Rou Reynolds of Enter Shikari in Nottingham. Photo by Carrie-Anne Pollard

First support tonight comes from YouTuber turned rock star Noahfinnce. While in some circles his brand of poppy angst filled rock is highly appreciated and loved, it doesn’t quite translate tonight. This just isn’t the right audience – most are probably a decade too old to truly fit into his demographic.

That being said, Noahfinnce – the man and the band – are having a blast, and do manage to pull some heads up in attention. ‘Life’s a Bit’ gets a good amount of cheers, and ‘Scumbag’ (which opens with Noah saying ‘this song is not about JK Rowling and she doesn’t suck…legally’) gets heads nodding with the electro synth beats that Enter Shikari fans can’t help but be drawn to. While I don’t know if the crowd will be flocking to check out Noahfinnce after tonight, he certainly managed to win them over in the moment.

Main support is Fever 333, who, as of the middle of last year, are now a quartet.
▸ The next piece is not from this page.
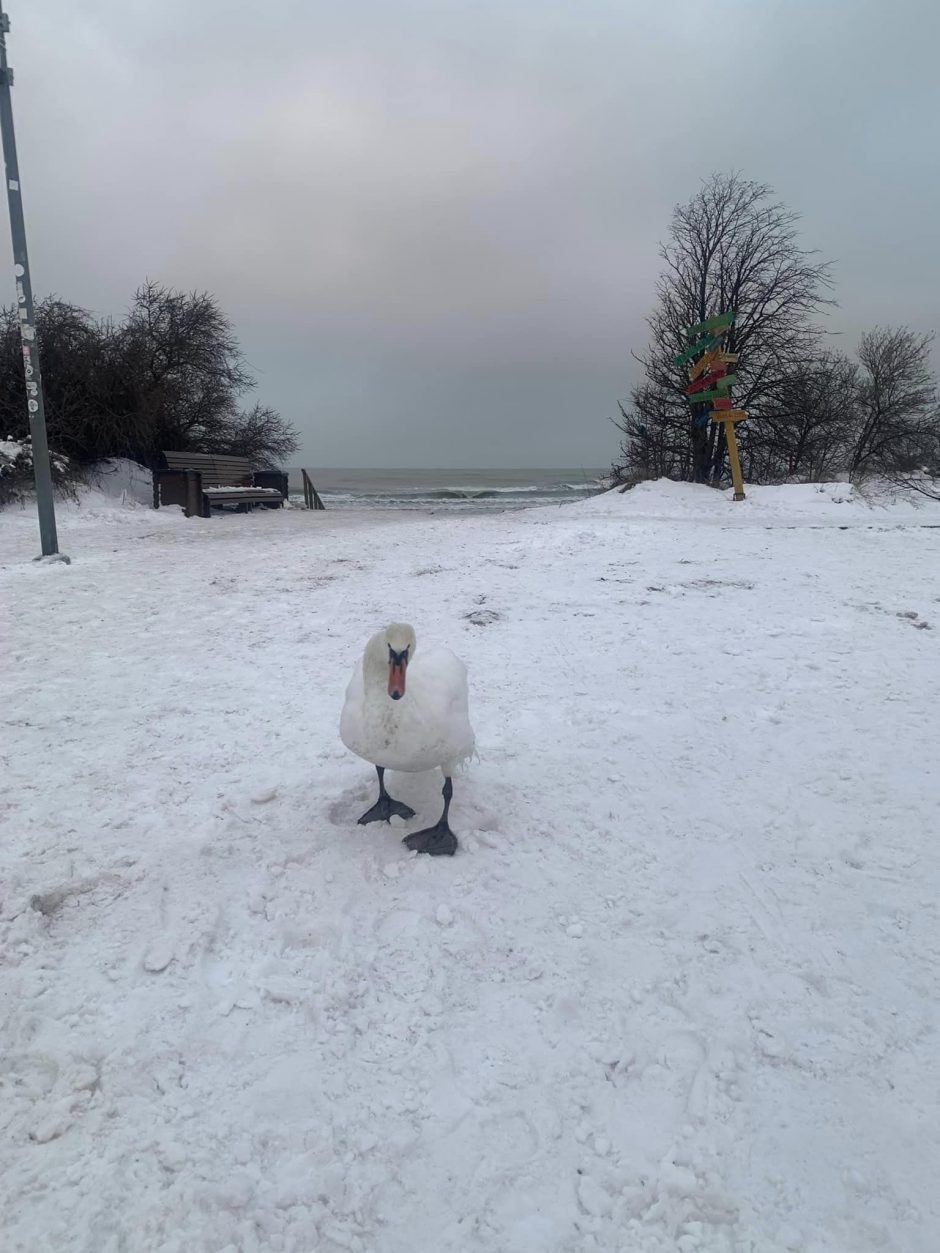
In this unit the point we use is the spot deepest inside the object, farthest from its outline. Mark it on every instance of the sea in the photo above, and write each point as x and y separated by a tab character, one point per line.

With Jason Butler at the helm, it’s no surprise when they blast onto the stage with energy and charisma. Opening with ‘Burn It’. Our headliners tonight are no strangers to a political message, and the supports they’ve chosen follow suit. While Noahfinnce talked about transphobia, Fever 333 stack their set with important messages. First, a heartfelt speech in support of Palestine, next a dedicated song – ‘One of Us’ to all women, and of course, the powerful through line of racism, community and justice is on display throughout the whole set.

During each song the crowd grows bigger, the energy increases and Fever 333 feed off of it. While I do think bands like this work better in a more intimate, frenzied setting, the huge scale of the arena doesn’t stop Butler getting into the crowd, standing on the hands of the masses during ‘BITE BACK’ (then apologising for definitely accidentality stomping on someone’s head while out there) They finish the set with ‘Hunting Season’.
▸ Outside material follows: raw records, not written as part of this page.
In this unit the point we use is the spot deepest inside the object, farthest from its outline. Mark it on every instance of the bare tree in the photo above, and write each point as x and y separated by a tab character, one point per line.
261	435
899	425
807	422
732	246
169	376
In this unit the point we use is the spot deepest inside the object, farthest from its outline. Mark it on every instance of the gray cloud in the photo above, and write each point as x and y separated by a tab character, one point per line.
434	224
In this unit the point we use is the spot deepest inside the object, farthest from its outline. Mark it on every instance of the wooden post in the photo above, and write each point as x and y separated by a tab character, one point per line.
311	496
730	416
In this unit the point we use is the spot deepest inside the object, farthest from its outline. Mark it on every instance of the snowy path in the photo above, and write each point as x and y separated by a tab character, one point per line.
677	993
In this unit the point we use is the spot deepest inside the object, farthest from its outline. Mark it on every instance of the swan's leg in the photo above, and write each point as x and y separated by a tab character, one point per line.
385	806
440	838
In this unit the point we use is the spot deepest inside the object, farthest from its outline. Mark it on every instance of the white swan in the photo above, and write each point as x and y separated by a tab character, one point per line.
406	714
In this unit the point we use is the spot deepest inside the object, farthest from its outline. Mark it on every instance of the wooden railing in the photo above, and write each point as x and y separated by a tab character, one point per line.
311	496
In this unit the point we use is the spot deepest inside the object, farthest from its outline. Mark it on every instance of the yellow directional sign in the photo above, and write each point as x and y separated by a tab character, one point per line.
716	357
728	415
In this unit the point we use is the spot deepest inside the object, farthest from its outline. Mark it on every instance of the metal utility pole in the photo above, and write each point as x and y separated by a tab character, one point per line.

Finally, what everyone has been waiting for, Enter Shikari. Vocalist Rou Reynolds appears on stage alone, to open the set with the spoken word ‘System…’ with only the visuals behind to accompany him. Soon though, the rest of the band join, to kick straight into ‘…Meltdown’. All the pent up energy comes rushing out of the audience, screaming the words at the top of their lungs, from start to finish.
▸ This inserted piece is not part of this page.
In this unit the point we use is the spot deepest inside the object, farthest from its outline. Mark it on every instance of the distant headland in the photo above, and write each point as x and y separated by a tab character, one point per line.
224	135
Everything about the night is near perfect. The band sound on point, not wavering in energy or talent throughout the full hour and 45 minute show. The visuals that join them on multiple backdrops add an extra layer to the experience – whether it’s to help tell a story, to add a trippy abstract artistic element or to splash a silly 15ft selfie across the screen (I’m looking at you Rob Rolfe)

Before kicking into ‘Bloodshot’ Reynolds climbs to the top of the left light tower, interacting with the screen in a way that makes it look like water. Not one to leave out the other side, later in the set the rest of that band get a little breather, as he makes his way to the top of the right tower to perform a few cut down acoustic tracks, including ‘The Pressure’s On’ and ‘Juggernauts’.

Though this tour is billed as ‘A Kiss For the Whole World’ tour, each album in their 20+ year career is represented on an almost equal footing. Each sitting alongside one another, showing that Enter Shikari aren’t capable of making a dud. Jason Butler joins the band for recent collaboration ‘Losing My Grip’, while during ‘The Sight’ Rou tries (and fails) to make his way around the whole arena’s seating area.

Meanwhile, (badumtish) the set ‘finishes’ on ‘{The Dreamer’s Hotel}‘, before actually finishing on an incredibly nostalgic encore of ‘Sorry You’re Not a Winner’ and of course, ‘A Kiss for the Whole World x’.

Enter Shikari continuously prove that they are a band that thrive and flourish on the live experience. From the tiny basement rooms of yesteryear, to the packed out stadiums of today, Shikari never fail to deliver. Go and see them live. Go. Now.